In his very first days in office, he has reiterated that he will build a wall. He has asserted that he is seeking a major revision of NAFTA, failing which he will repudiate the treaty. And he has repeated his intention to make Mexico pay for building the wall by instituting a tax on all Mexican imports into the United States.

Can he actually do all that? There are legal and political problems for him in implementing the program. The legal obstacles under U.S. and international law are probably not that great, though the United States might be charged with violating provisions of the World Trade Organization (WTO). If that were to happen, Trump would probably be ready to withdraw the United States from the WTO.

The political obstacles are more serious, making it less certain that he can carry out his program fully and swiftly. There is serious opposition within the United States to the project, both on moral and pragmatic grounds. The pragmatic objection is that a wall would be ineffective in reducing the entry of undocumented workers and merely increase the cost and danger for individuals to cross the frontier. Interestingly, pragmatic objections are being voiced even by Texas ranchers, who have been among his strongest supporters. And of course there are many U.S. enterprises that are dependent on undocumented workers, and who would be serious losers. They will constitute a pressure force within Congress to weaken such a policy.

Nor is it clear that he can actually pass on the cost of building the wall to Mexican exporters. There are already many analyses that claim that, via the increased cost of Mexican imports into the United States, the cost will eventually be borne by U.S. consumers as well as, or in substitution for, Mexican exporters.

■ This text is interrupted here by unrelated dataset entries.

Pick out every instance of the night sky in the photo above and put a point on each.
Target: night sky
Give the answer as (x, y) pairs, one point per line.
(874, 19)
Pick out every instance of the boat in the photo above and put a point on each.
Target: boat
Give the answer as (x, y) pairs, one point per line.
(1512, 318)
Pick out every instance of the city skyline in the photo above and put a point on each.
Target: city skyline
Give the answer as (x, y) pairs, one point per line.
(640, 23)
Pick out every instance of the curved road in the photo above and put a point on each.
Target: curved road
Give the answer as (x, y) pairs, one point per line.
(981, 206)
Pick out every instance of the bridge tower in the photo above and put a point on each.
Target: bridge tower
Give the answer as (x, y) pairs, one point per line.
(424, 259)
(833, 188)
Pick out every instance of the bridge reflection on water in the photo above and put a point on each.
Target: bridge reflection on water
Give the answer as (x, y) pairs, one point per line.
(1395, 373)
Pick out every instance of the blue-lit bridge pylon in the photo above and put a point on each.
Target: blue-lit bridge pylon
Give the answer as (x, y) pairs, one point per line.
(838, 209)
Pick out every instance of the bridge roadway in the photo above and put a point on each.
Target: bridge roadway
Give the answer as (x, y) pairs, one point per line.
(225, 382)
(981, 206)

On the Mexican side, President Enrique Peña Nieto initially made an effort to negotiate border issues with President Trump. He sent two ministers to Washington to engage in preliminary discussions. He welcomed Trump in a visit to Mexico and had scheduled a visit to Washington himself. This soft response to Trump’s statements was unpopular in Mexico. And Peña was under attack at home for many other issues as well for some time now.

Trump’s evident disinterest in any accommodation of Peña was the last straw. It was seen in Mexico as humiliating. Peña cancelled his trip and assumed a stance of defying Washington. By doing this, he has managed to get his internal critics to rally round him as a champion of Mexican national pride.

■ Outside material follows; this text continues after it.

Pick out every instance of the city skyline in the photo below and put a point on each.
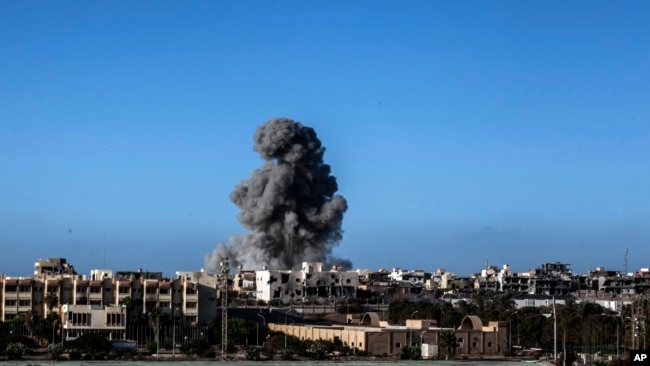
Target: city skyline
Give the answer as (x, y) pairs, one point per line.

I ask again: Can Trump make Mexico bend to his will? In the very short run, he may be viewed as fulfilling his campaign pledges. In the middle run, however, it is not at all sure that Trump will emerge from this hotspot with a record of achievement.

Syria/Iraq is an even more difficult hotspot. Trump has said that he has a secret plan to eliminate the Islamic State. Typically, he has given the Pentagon thirty days to come up with its proposals. Only then will he announce his decision.

There are already a whole series of problems for Trump. Russia now seems the strongest single political actor in the region. It has taken the road of creating a political peace process that includes Bashar al-Assad’s government, the principal Syrian opposition force, Turkey, and Iran (along with the Hezbollah). The United States, western Europe, and Saudi Arabia are all excluded.

Such exclusion is intolerable for Trump who is now speaking of sending in U.S. ground troops to fight the IS. But with whom will such troops ally themselves in Syria or Iraq? If the Iraqi Shia-dominated government, they will forfeit the support of Iraqi Sunni tribal forces that the United States has been cultivating despite their one-time support for Saddam Hussein. If the Kurdishpeshmerga, they will antagonize further both Turkey and the Iraqi government. If Iranian forces, they will set up howls in the U.S. Congress and in both Israel and Saudi Arabia.

If Trump sends in troops despite this, he will find it almost impossible to extract them, as did George W. Bush and Barack Obama before him. But with the inevitable U.S. casualties, support at home will disappear. He will thus be getting less short-term applause than for Mexico and probably more middle-run frustration. Sooner or later, both he and his supporters will learn the bitter truth of the limits of U.S. geopolitical power, and therefore the limits of Trump’s world power.

What then? Will Trump explode and commit dangerous acts? This is what most of the world fears – a United States that is too weak in real power and too strong in weaponry. Trump will face a choice between two alternatives: using the weapons he has, which is futile but terrible; or a quiet withdrawal from geopolitics into fortress America, an implicit admission of failure. In either case, it will be a very uncomfortable decision for him.